Ideals of Herzog-Northcott type

TL;DR

This paper explores a broad class of ideals generated by 2x2 minors of matrices with entries as powers of three elements, analyzing their algebraic properties, prime and radical nature, and liaison characteristics, extending prior work on monomial curves.

Contribution

It generalizes the study of ideals related to monomial curves by identifying them as Northcott ideals, analyzing their set-theoretic complete intersection property, and characterizing their prime and radical structures.

Findings

Ideals are set-theoretically complete intersections.

Characterization of when these ideals are prime.
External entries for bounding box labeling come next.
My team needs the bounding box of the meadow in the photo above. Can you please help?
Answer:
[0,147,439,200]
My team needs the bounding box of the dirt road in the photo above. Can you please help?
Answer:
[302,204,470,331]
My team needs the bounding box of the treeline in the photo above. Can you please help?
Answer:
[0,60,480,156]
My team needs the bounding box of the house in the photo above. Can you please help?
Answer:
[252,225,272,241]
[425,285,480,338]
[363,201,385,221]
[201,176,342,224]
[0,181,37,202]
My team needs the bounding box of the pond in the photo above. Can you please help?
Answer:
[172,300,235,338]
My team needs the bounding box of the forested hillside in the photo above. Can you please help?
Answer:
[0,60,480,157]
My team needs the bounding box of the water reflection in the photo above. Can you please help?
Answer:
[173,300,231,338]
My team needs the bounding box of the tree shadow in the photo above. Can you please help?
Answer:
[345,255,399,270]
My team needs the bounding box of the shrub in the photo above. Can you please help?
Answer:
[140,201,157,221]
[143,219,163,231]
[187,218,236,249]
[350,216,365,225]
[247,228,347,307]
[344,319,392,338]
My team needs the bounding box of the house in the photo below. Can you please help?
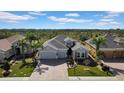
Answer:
[0,35,23,61]
[37,35,88,59]
[85,35,124,58]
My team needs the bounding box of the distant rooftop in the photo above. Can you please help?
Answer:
[46,35,87,50]
[86,35,124,49]
[49,35,67,49]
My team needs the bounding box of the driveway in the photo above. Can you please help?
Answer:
[30,59,68,80]
[104,58,124,76]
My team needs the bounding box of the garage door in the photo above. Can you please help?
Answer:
[39,51,58,59]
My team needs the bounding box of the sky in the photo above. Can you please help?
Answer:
[0,11,124,29]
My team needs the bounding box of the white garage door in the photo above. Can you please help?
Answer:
[39,51,58,59]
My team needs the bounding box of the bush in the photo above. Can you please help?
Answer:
[102,65,110,72]
[83,59,91,66]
Examples of characteristic-dependent prime and primary structures.

Abstract

This paper takes a new look at ideals generated by 2x2 minors of 2x3 matrices whose entries are powers of three elements not necessarily forming a regular sequence. A special case of this are the ideals determining monomial curves in three dimensional space, which were already studied by Herzog. In the broader context studied here, these ideals are identified as Northcott ideals in the sense of Vasconcelos, and so their liaison properties are displayed. It is shown that they are set-theoretically complete intersections, revisiting the work of Bresinsky and of Valla. Even when the three elements are taken to be variables in a polynomial ring in three variables over a field, this point of view gives a larger class of ideals than just the defining ideals of monomial curves. We then characterize when the ideals in this larger class are prime, we show that they are usually radical and, using the theory of multiplicities, we give upper bounds on the number of their minimal prime ideals, one of these primes being a uniquely determined prime ideal of definition of a monomial curve. Finally, we provide examples of characteristic-dependent minimal prime and primary structures for these ideals.